Hydrodynamic forces on larvae affect their settlement on coral reefs in turbulent, wave-driven flow

This study investigates a key aspect of how ambient flow affects the recruitment of water-dispersed marine larvae onto benthic substrata: the sweeping away of larvae that have landed on surfaces. Through a combination of field and laboratory measurements, we studied how waves interact with a complex substratum to affect hydrodynamic forces encountered by microscopic larvae sitting at different positions on the bottom terrain.

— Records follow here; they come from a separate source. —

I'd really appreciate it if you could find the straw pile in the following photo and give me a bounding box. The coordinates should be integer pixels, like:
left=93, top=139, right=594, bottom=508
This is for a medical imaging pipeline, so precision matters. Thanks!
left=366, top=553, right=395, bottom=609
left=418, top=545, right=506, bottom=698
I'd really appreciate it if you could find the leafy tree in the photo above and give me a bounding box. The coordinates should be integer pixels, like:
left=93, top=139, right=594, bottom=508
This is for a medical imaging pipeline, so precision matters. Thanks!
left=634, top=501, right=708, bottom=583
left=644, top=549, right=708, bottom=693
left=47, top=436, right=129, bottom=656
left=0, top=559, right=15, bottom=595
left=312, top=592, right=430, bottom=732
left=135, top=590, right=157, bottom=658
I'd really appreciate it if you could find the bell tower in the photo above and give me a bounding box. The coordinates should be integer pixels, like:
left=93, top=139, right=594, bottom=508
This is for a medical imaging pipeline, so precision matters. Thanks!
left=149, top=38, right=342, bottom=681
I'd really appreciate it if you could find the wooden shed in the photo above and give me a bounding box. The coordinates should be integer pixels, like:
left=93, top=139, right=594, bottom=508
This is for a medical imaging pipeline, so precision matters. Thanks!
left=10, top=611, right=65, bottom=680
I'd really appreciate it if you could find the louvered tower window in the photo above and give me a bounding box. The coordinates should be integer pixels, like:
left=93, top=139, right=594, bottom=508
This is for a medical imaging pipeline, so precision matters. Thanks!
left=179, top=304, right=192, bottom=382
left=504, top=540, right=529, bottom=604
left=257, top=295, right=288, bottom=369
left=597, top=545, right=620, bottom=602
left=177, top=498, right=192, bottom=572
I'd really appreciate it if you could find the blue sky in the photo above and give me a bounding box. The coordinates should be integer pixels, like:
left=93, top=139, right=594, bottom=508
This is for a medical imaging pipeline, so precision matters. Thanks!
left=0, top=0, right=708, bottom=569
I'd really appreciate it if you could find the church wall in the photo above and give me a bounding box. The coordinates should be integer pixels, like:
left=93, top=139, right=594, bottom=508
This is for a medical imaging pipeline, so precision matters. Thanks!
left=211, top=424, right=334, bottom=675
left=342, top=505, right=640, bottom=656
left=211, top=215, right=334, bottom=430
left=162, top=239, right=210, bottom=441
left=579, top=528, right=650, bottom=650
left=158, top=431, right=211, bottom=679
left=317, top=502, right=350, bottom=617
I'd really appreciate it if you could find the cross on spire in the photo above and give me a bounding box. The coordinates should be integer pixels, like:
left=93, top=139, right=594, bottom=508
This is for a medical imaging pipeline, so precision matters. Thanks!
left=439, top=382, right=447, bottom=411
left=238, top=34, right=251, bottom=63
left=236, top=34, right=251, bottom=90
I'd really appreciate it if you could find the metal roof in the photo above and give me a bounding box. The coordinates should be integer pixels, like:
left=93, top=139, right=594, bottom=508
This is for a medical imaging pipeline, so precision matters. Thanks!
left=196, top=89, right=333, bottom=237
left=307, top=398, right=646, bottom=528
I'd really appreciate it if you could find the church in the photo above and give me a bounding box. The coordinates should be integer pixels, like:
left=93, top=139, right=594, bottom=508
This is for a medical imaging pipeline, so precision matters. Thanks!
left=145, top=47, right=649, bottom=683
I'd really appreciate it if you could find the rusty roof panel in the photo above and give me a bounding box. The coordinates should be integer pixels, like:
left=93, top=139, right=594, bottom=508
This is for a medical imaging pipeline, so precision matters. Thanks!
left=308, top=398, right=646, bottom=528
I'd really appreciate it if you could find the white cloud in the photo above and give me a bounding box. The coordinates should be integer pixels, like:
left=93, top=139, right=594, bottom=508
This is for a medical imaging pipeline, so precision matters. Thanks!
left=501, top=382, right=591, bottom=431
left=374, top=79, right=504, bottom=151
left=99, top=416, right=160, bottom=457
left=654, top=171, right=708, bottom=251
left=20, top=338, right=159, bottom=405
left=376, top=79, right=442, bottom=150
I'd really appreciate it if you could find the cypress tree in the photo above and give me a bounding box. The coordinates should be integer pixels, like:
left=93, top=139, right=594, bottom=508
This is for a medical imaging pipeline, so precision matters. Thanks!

We used larvae of the nudibranch Phestilla sibogae settling onto coral reefs as the system to address this question. Laser Doppler anemometry was utilized within a laboratory flume to measure water velocities encountered 200 mm from coral surfaces by microscopic larvae sitting at different locations within a reef of the branching coral Porites compressa. Comparing wave-driven flow, based on conditions measured over P. compressa reefs in Hawaii, with unidirectional flow of the same mean velocity, we found that peak shear stresses along coral surfaces were similar to 15 times greater and hydrodynamic forces on larvae were similar to 10 times higher in wave conditions. Peak forces on larvae sitting on the reef top were 3-10 times greater than on larvae 5-10 cm below the reef top. Intermittent bursts of high velocity, which occurred more often at the reef top than within it, determined the settlement probability for larvae in different reef microhabitats. The faster and more strongly a larva sticks to a surface, the higher the probability of successful settlement. Using values for P. sibogae adhesive strength, we predict they can settle only on sheltered surfaces within reefs.